# Fall shrubs



## Erythrone (Oct 8, 2011)

A few hardy shrubs with interesting fruits or flowers in fall. From our garden.

The fantastic Euonymus europaeus. A 20 years old plant. 






Ilex verticillata Red Sprite. The best cultivar of that species for us. Compact grower. Rather large fruits… but we never see fruits in winter since birds eat them in a few days when they discover them.










Native: Hamamelis virginiana. Interesting flowering but not very showy against the yellow and red color of fall around here!





Not suppose to be a very good shrub in Quebec. Actually it is a very hardy shrub here. Its name is Ilex x meservaea Blue Princess. It bears fruits for the first time although I grow those shrubs for many years. Good flowering timing between male and female plants is difficult for me since the male (Blue Prince) is in pot. As the soil in pot warms quickly in spring, it blooms earlier than the female plants.


----------



## SlipperFan (Oct 8, 2011)

Hamamelis virginiana -- is that the same thing as a Witch Hazel? I thought they were late Winter/early Spring bloomers.


----------



## Lanmark (Oct 9, 2011)

SlipperFan said:


> Hamamelis virginiana -- is that the same thing as a Witch Hazel? I thought they were late Winter/early Spring bloomers.

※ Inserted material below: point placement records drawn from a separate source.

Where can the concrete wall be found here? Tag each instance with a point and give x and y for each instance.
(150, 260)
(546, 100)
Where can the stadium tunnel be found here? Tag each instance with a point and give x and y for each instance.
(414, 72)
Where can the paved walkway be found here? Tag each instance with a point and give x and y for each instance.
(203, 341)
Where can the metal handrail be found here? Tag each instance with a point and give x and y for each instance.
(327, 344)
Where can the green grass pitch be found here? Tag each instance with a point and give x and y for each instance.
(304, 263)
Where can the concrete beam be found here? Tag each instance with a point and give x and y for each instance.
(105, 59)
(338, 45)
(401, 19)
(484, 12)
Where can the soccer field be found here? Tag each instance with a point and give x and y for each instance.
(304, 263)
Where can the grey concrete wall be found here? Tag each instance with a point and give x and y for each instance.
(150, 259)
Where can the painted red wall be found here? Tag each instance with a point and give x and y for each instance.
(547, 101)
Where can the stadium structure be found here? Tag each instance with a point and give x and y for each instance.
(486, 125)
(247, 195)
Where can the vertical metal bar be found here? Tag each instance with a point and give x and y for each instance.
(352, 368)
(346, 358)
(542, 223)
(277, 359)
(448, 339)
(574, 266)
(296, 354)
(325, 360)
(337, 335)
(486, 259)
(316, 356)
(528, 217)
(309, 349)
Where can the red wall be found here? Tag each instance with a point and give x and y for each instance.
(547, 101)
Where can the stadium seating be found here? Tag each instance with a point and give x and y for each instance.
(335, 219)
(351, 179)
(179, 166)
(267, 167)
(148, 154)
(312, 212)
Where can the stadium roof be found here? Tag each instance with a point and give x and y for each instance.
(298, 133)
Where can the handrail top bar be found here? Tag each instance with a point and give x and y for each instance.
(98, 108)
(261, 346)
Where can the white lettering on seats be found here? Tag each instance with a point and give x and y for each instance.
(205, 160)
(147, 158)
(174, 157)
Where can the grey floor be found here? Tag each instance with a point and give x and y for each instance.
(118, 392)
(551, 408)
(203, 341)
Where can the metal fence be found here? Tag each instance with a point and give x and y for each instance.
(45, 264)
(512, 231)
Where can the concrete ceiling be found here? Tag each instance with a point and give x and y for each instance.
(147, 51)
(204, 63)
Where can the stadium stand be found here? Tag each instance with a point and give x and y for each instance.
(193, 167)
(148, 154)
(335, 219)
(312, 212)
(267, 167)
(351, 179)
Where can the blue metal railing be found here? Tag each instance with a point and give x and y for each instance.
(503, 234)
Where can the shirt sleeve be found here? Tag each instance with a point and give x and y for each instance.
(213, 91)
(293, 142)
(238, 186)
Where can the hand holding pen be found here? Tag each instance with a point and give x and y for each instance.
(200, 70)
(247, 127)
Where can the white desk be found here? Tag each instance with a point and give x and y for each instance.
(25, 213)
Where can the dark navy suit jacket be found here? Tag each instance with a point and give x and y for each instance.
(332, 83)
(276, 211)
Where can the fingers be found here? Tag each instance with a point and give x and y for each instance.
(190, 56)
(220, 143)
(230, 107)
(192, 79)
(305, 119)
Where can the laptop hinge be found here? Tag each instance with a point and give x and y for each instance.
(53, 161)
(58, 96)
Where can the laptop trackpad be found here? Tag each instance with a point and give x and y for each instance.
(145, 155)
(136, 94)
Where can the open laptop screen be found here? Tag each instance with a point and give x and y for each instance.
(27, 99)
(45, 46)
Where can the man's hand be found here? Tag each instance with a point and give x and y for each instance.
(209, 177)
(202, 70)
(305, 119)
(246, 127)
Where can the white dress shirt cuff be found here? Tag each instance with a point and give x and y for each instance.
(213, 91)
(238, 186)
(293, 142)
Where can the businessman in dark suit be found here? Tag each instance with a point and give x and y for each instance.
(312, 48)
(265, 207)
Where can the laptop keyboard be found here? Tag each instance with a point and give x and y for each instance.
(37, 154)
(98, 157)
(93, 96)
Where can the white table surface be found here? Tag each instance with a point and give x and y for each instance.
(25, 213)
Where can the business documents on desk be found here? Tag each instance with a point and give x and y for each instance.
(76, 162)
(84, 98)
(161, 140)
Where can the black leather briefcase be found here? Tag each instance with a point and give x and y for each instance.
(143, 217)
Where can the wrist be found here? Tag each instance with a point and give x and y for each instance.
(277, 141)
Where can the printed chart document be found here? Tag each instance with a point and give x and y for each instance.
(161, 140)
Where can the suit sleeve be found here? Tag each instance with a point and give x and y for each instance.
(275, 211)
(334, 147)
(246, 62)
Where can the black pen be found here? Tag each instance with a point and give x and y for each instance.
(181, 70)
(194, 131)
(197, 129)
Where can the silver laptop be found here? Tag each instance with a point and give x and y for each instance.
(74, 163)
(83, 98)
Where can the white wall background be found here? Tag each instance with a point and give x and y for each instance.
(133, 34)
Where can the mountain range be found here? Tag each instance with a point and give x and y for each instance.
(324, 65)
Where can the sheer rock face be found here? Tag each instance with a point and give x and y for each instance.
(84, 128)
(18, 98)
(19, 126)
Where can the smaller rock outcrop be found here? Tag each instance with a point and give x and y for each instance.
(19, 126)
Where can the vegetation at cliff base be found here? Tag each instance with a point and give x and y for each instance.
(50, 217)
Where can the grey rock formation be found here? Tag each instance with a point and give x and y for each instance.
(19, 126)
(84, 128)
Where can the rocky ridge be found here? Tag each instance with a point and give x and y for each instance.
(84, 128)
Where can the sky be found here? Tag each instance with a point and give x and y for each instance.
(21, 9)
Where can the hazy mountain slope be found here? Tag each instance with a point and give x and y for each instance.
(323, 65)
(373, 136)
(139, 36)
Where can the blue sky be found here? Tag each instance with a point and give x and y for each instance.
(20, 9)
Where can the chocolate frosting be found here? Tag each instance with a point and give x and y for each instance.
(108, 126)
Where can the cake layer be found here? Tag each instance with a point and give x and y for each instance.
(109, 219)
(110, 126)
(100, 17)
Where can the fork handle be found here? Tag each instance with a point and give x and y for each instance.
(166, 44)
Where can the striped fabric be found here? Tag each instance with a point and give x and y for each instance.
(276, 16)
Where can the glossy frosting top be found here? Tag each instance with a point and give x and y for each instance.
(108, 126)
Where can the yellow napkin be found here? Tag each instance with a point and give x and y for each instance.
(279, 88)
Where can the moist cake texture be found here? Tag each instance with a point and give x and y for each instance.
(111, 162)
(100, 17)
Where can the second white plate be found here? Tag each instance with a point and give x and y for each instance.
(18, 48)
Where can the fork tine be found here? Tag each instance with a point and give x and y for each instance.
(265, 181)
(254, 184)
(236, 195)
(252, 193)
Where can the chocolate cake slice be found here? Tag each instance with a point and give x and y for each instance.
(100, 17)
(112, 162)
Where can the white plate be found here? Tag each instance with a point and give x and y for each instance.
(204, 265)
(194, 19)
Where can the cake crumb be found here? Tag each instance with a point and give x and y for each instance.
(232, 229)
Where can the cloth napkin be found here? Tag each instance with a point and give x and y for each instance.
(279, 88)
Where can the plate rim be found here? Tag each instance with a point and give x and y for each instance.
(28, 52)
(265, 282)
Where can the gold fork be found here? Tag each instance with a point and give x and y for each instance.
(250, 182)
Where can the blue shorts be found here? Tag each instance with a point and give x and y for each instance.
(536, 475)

They certainly bloom in late winter or earliest spring around here! The scents of witch hazels propel me into fits of rapturous ecstasy. :drool:


----------



## Shiva (Oct 9, 2011)

Very nice Lise. 
As I can't afford to heat my greenhouse anymore in winter, I'm thinking of storing some Zone 6-7 plants in there. I still have to sell a lot or orchids before I can do that however. Maybe you have some ideas on what plants I could keep in there. Perhaps some cyps as well.


----------



## Erythrone (Oct 9, 2011)

SlipperFan said:


> Hamamelis virginiana -- is that the same thing as a Witch Hazel? I thought they were late Winter/early Spring bloomers.



Yes it is the common witch hazel. Native from North America.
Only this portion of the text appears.